There is an "unprecedented" number of measures this fall designed to make voting and registration easier. There are also some that would make voting harder.
by | October 10, 2018
A black person handing in their ballot next to a basket of "I Love Voting" stickers.
(AP/John Minchillo)


  • Voters in Arkansas and North Carolina will decide whether to enact voter ID requirements.
  • Meanwhile, ballots in Florida, Maryland, Michigan and Nevada have measures that aim to make it easier for people to vote and register.
  • The marquee measure is Florida's Amendment 4, which would automatically restore felons' voting rights.
  • The state is home to 1.4 million disenfranchised felons.

States have spent much of the past decade enacting restrictive voting and voter registration laws, such as voter identification requirements. Voters in several states will decide whether to approve such measures, but the closest-watched voting initiatives this fall would expand voting rights.

In Arkansas and North Carolina, voter ID laws have been struck down by courts. But if both states pass a voter ID ballot amendment, voter ID requirements would become kosher because they would be enshrined in the state constitutions. Meanwhile, Montana voters could make it a crime -- with exceptions for people like mail carriers -- to collect and turn in ballots cast by others.

The rest of the voting-related measures on state ballots this year are designed to make registration easier or restore voting rights to felons.

"This year, we're seeing an unprecedented number of democracy reform and voting rights access measures on the ballot," says Dana Laurent, director of strategic initiatives at the Ballot Initiative Strategy Center, a group that promotes progressive ballot measures.

Advocates see the voting rights and restoration initiatives as part of a broader movement this fall that also includes measures in several states regarding redistricting, ethics and campaign finance.

In Maryland, a referendum would allow citizens to register to vote as late as Election Day. Nevada could signal its support for joining the 13 states and District of Columbia that have created automatic voter registration systems. In Michigan, voters will decide on a measure called "Promote the Vote," which would launch automatic voter registration as well as allowing people to vote absentee for any reason and to register as late as Election Day.

"In our view, people who are eligible to vote should be able to register and vote conveniently," says Max Feldman, a counsel at the Brennan Center for Justice at New York University, which favors expansive voting rights.

The voting measure that is attracting the most attention this year is in Florida. Amendment 4 would restore voting rights to former felons, except those convicted of murder or sex crimes.

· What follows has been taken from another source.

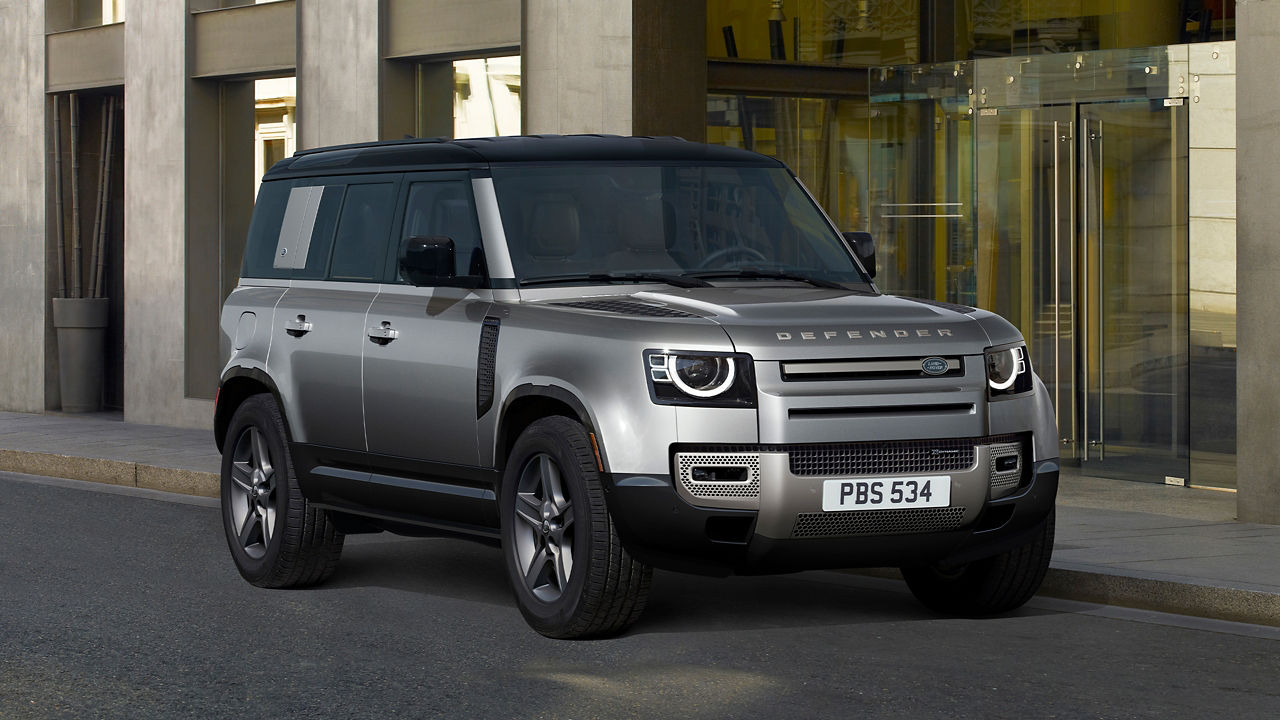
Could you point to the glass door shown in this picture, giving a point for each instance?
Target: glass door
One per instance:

Florida is one of only three states that doesn't restore voting rights to felons unless they receive a pardon or clemency. Only a limited number of Florida felons are eligible, and they must appeal personally at occasional hearings in Tallahassee. Due to the state's restrictive nature, one out of every four felons who are disenfranchised nationwide live in Florida. That's 1.4 million potential voters unable to participate in the state's elections.

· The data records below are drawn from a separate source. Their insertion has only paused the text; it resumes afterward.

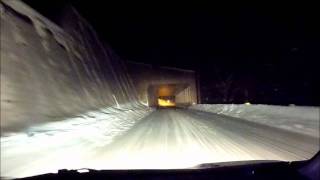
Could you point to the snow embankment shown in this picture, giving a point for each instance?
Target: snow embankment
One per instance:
(66, 144)
(300, 119)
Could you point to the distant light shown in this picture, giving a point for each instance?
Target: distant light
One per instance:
(165, 103)
(83, 170)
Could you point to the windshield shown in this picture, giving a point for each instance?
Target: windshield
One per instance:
(89, 85)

To pass, Florida's Amendment 4 needs support from 60 percent of the population. Recent polls suggest it has support from more than 70 percent of voters.

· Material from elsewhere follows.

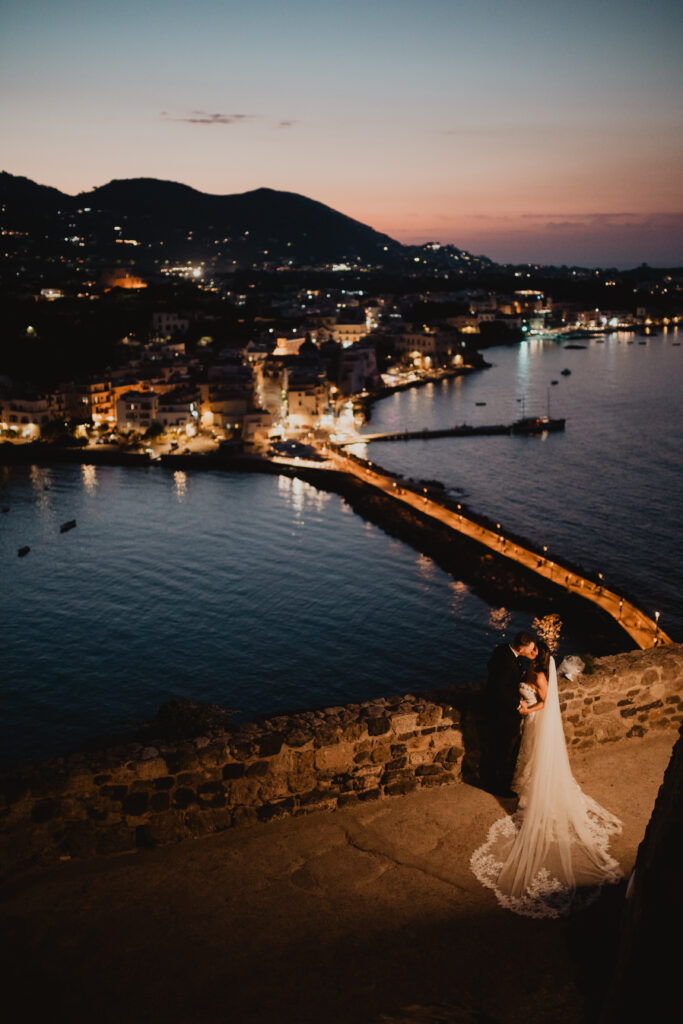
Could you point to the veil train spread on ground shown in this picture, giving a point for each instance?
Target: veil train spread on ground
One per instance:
(552, 855)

"I'm almost hesitant to say that we have not seen a lot of opposition," says Nancy Abudu, legal director for the ACLU of Florida. "I don't want to jinx it."

That's true for many of these voting measures on state ballots. Although voting rights debates can be contentious in legislatures, the public appears to have less resistance to expanding voting rights or making registration easier and more convenient.

Still, in Florida, not everyone is comfortable with the idea of making restoration of voting rights for felons essentially automatic. Opponents argue that voting should be earned as part of a rehabilitative process and that felons, having broken the law, shouldn't have a say in shaping laws by voting.

In Nevada, the automatic voter registration (AVR) measure, which would sign people up to vote unless they opt out, would have to be approved by voters twice before it could become law. The legislature referred the question to the ballot after Republican Gov. Brian Sandoval vetoed the idea last year.

In his veto message, Sandoval warned that AVR "would create an unnecessary risk that people who are not qualified voters may unintentionally apply to vote." Evidence for such potential problems seems to be at hand in neighboring California. On Monday, the state Department of Motor Vehicles announced that some 1,500 individuals, including non-citizens, had been wrongly registered to vote through the AVR process, on top of 23,000 registration mistakes announced last month. Secretary of State Alex Padilla has called for an audit.

But voting rights proponents believe they have the momentum when it comes to public support for expansive measures.

"In 2020, we expect more of the same," says Laurent, of the Ballot Initiative Strategy Center.